Workshop: Efficient Natural Language and Speech Processing (Models, Training, and Inference)

CTR-BERT: Cost-effective knowledge distillation for billion-parameter teacher models

Aashiq Muhamed · Iman Keivanloo · Sujan Perera · James Mracek · Yi Xu · Qingjun Cui · Santosh Rajagopalan · Belinda Zeng · Trishul Chilimbi


While pre-trained large language models (LLM) like BERT have achieved state-of-the-art in several NLP tasks, their performance on tasks with additional grounding e.g. with numeric and categorical features is less studied. In this paper, we study the application of pre-trained LLM for Click-through-rate (CTR) prediction for product advertisement in e-commerce, which is challenging because the model needs to a) learn from language as well as tabular data features, b) maintain low-latency (<5 ms) at inference time, and c) adapt to constantly changing advertisement distribution.
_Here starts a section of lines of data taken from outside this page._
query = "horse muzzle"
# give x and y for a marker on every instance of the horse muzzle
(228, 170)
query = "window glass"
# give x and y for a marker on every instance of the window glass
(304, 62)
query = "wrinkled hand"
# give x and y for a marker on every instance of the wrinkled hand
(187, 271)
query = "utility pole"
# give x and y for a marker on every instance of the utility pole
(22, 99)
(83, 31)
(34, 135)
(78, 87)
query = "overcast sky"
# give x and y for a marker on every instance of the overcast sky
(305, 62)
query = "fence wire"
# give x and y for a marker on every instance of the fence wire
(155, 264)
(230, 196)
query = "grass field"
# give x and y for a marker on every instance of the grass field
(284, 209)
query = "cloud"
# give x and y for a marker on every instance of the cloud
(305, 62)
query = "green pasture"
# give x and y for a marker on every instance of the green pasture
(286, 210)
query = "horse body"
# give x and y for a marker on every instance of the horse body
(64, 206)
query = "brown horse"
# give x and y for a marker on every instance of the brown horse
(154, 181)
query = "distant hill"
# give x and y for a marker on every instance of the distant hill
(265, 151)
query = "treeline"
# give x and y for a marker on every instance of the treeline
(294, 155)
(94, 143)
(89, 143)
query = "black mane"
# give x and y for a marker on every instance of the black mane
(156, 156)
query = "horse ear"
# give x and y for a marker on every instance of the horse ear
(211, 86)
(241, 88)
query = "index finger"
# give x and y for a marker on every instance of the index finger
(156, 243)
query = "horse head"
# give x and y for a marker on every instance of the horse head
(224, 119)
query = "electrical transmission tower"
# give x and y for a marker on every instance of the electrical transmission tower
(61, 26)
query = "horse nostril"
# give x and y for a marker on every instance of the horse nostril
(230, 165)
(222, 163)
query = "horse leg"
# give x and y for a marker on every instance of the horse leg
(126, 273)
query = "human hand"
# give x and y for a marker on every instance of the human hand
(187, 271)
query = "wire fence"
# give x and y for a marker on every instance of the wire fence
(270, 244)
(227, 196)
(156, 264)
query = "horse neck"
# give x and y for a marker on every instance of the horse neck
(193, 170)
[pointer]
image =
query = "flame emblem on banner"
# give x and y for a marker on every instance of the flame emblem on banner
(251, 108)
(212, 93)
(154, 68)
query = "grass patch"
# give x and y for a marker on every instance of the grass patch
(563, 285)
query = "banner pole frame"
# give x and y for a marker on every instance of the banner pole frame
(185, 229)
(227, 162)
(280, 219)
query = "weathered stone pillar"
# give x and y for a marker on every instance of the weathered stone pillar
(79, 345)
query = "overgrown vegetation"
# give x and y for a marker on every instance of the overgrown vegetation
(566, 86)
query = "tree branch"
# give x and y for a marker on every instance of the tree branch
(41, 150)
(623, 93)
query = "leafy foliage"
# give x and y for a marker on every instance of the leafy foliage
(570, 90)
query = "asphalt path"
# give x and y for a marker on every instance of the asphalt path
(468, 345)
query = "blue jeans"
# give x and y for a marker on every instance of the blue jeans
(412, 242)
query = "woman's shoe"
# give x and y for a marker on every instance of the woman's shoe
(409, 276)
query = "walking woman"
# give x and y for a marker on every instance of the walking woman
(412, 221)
We first show that scaling the pre-trained language model to 1.5 billion parameters significantly improves performance over conventional CTR baselines. We then present CTR-BERT, a novel lightweight cache-friendly factorized model for CTR prediction that consists of twin-structured BERT-like encoders for text with a mechanism for late fusion for text and tabular features. We train the CTR-BERT model using cross-architecture knowledge distillation (KD) and empirically study the interaction between KD and distribution shift in this setting, by a) experimenting with pre-training, distillation pre-finetuning and fine-tuning strategies b) factorizing features based on their distribution shift time scales, that allows the model to readily adapt and be re-trained. Finally, we show that CTR-BERT significantly outperforms a traditional CTR baseline with a 2.3\% relative ROC-AUC lift in offline experiments and a 2\% CTR lift in an online experiment.